The Agent-Based Paradigm
Keith Waters
I have been involved in several discussions regarding the usefulness of agent-based modeling to skeptics. Somewhere along the way, the discussion has always involved some version of, “it’s very interesting, but so what?” After tempering initial defensiveness, I’ve tried to highlight the advantages of the approach. The most practical is the availability of complete data on the system being examined. Within the parameters provided, the agent-based modeler has as much information as they can dream up: cross-sectional, time-series, micro-data, macro-data, etc. Additionally, agent-based models speed up time and can, therefore, provide insight into the development of the world that we may have missed otherwise, these models can tell us where to look.

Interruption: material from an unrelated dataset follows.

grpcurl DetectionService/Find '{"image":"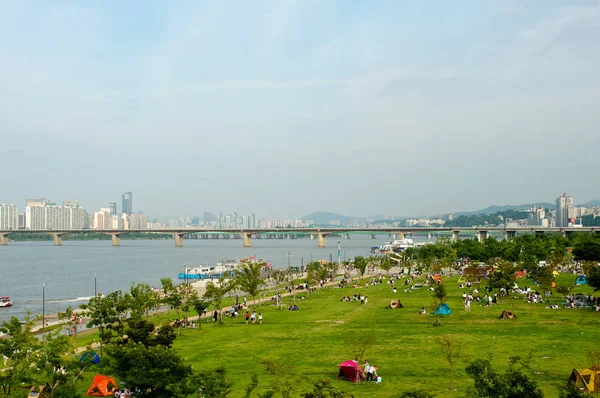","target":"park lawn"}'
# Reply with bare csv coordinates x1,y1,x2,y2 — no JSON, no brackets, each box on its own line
166,275,600,397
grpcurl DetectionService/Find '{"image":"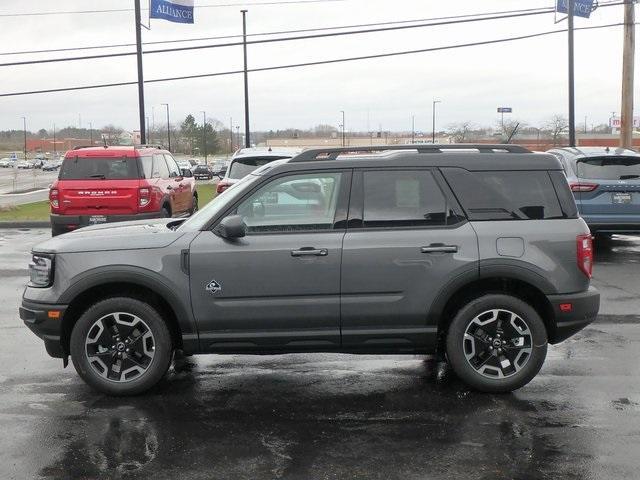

However, after much thought, I’ve decided that the primary advantage is to change the way you think, it did for me anyway. It was a paradigm shift. Perhaps this is too dramatic, but the world is agent-based. The issue is that frequently, mindsets tend to be static. By this, I mean that we are all runnin’ regressions or looking for equilibrium in a closed-form model. We have data on this, that, or another thing, and we connect the dots then measure the slope. Even time-series data are motionless. Phrased differently, conventional analysis frequently feels lifeless.
Agent-based models are alive. The modeler sets up the rules and lets it run. Watching the output and imagining how the agents are acting to produce the observed output. What are these little guys doing in there? Does this output make sense? The dynamism is exhilarating. The process is alive and, therefore, so are your (my) thoughts.
Brian Arthur, quoting Robert Venturi, highlights the term “messy vitality”. The world has a deep richness to it, a complexity, a messy vitality. It is alive and is better examined by feel. The world, my world at least, has a messy vitality and so too should our models. Mine should, at least.